Sunday, April 22, 2007

Baseline Blindness

It is easy to become disgusted with the world.

What is suprising is the number of people that have good lives that are disgusted with the world. This is a result of what I call baseline blindness, or blindness to how good you do have it.

We may have to take a certain amount of guff from our bosses at work because they have an over-inflated self-importance, and we may have to work at jobs that we don't like in order to keep that paycheck coming. Ultimately, this is not a very high price to pay in order to have a roof over our head and a meal or two every day.

The problem is that over time we tend to think of this as the baseline of our lives when in fact it is nothing of the sort.

On any given day a sequence of events may suddenly unfold that results in our suddenly becoming aware of just how good we had it prior to that sequence of events.

One may become aware that ones life is about to end rather violently.

In that very brief period between realization and actualization, our consciousness of things will speed up is such a way that everything moves in slow motion except our thoughts, and we have time to think of all the precious things that we will never experience again, and that we never appreciated when we thought that they would always be there.

Hearing a friend's voice on the phone, the color of the sky, these are going to be hard to give up.

Suprisingly though, our self-important bosses and our unsatisfactory jobs are going to suddenly be treasures soon to be forfeit as well.

One purpose of meditation is to eliminate this baseline blindness so that everything we see and do has a subtle shade of newness and beauty about it. Another is to eliminate illusions such as eternal continuity from our minds.

A third is to develope mindfulness so that one is aware of events as they unfold and thereby provide oneself the maximum oportunity to avoid or effectively confront those things that may result in our sudden end.

Sunday, April 15, 2007

Esoterica and Science

In your host's view, the universe was shaped in such a way that the sincere could communicate with the Divine Ground. This is accomplished through such means as meditation, the I Ching, the Tarot, Astrology, etc.

Those who practice such things with diligence and sincerity swear by the results. I, for one, have found that the symbolism of the I Ching, also known as the Jou I and the Book of Changes, resonates stongly with me and provides me with invaluable assistance in pursuing my Heaven Path fulfillment.

Our scientist pals, however, tell us that these methods provide nothing but random gibberish.

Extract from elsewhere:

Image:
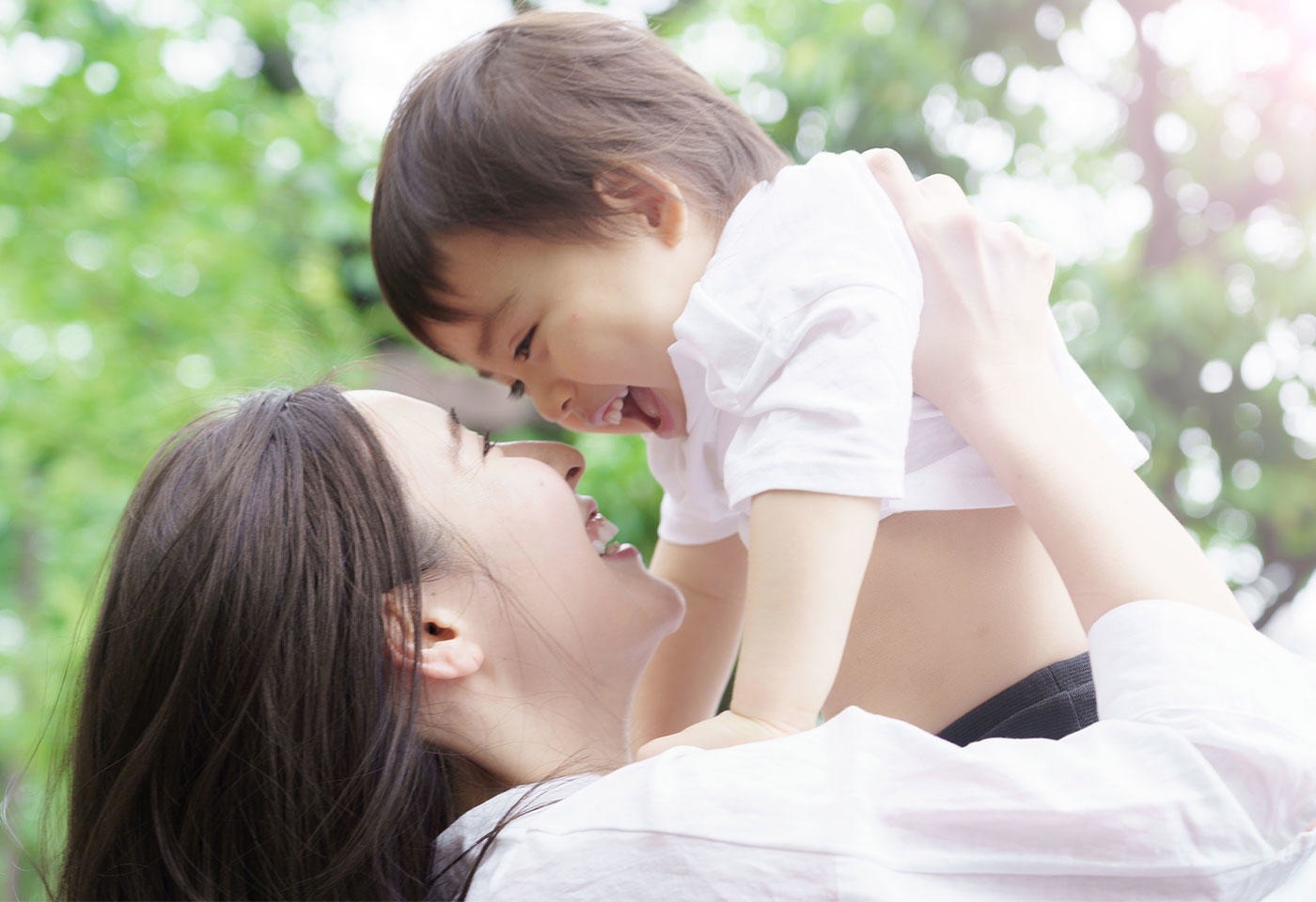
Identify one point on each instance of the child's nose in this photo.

They base this assessment on the fact that the information provided by these methods cannot be tested in a way that would constitute proof of efficacy.

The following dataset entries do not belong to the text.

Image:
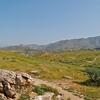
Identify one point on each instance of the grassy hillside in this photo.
(54, 66)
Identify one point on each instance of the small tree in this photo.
(93, 74)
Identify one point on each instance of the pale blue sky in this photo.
(46, 21)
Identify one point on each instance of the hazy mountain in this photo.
(72, 44)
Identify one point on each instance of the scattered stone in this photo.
(10, 81)
(67, 77)
(46, 96)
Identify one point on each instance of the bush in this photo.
(24, 97)
(93, 74)
(40, 90)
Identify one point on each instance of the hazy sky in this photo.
(45, 21)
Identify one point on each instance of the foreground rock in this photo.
(11, 81)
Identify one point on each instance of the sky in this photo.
(47, 21)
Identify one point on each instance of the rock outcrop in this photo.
(11, 81)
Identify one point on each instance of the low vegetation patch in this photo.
(40, 90)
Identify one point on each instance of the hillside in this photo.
(54, 66)
(73, 44)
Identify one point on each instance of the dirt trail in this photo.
(66, 94)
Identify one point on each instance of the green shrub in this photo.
(40, 90)
(93, 74)
(24, 97)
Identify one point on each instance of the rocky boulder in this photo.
(11, 81)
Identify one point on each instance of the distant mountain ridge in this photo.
(72, 44)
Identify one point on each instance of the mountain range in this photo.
(71, 44)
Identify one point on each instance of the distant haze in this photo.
(47, 21)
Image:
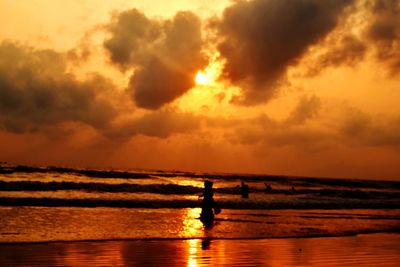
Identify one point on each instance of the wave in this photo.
(292, 180)
(175, 189)
(223, 203)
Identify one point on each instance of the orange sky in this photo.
(280, 87)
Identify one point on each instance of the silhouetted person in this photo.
(244, 190)
(208, 204)
(293, 190)
(268, 188)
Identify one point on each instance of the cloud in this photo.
(361, 128)
(307, 108)
(384, 32)
(165, 54)
(262, 38)
(36, 90)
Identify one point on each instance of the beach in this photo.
(362, 250)
(72, 217)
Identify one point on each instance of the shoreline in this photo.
(393, 232)
(367, 250)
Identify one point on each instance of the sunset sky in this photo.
(307, 87)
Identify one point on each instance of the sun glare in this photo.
(201, 78)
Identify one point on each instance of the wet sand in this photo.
(362, 250)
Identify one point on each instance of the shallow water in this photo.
(365, 250)
(38, 224)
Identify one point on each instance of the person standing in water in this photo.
(208, 205)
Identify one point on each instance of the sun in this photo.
(201, 78)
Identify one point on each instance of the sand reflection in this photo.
(191, 225)
(365, 250)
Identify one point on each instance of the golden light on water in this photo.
(192, 227)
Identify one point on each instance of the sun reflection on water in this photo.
(192, 227)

On the one hand, whatever it is that the I Ching does (I will limit my discussion to the I Ching because that is the only one that has consistantly provided benefit for me), it does with absolute consistency for me right up until the moment I begin to test it. This is consistant with the Commentaries of Confucius which indicate that the I Ching does not like to be tested.

And on the other hand, this untestability actually serves as a sort of a weak, indirect proof that it is in fact a means of communicating with the Divine Ground because as we have looked at elsewhere, the Great Work depends on there being no objective proof of the existence of the Divine Ground.

If you feel the desire to explore the esoteric methods of communicating with the Divine Ground, then the fact that you won't be practicing a scientifically sound methodology should not put you off, because if it was scientifically sound, it wouldn't be communicating with the Divine Ground.

Beyond that (and I paraphrase Heinlein here), if you think turning your hat around makes you win at poker, by all means turn your hat around.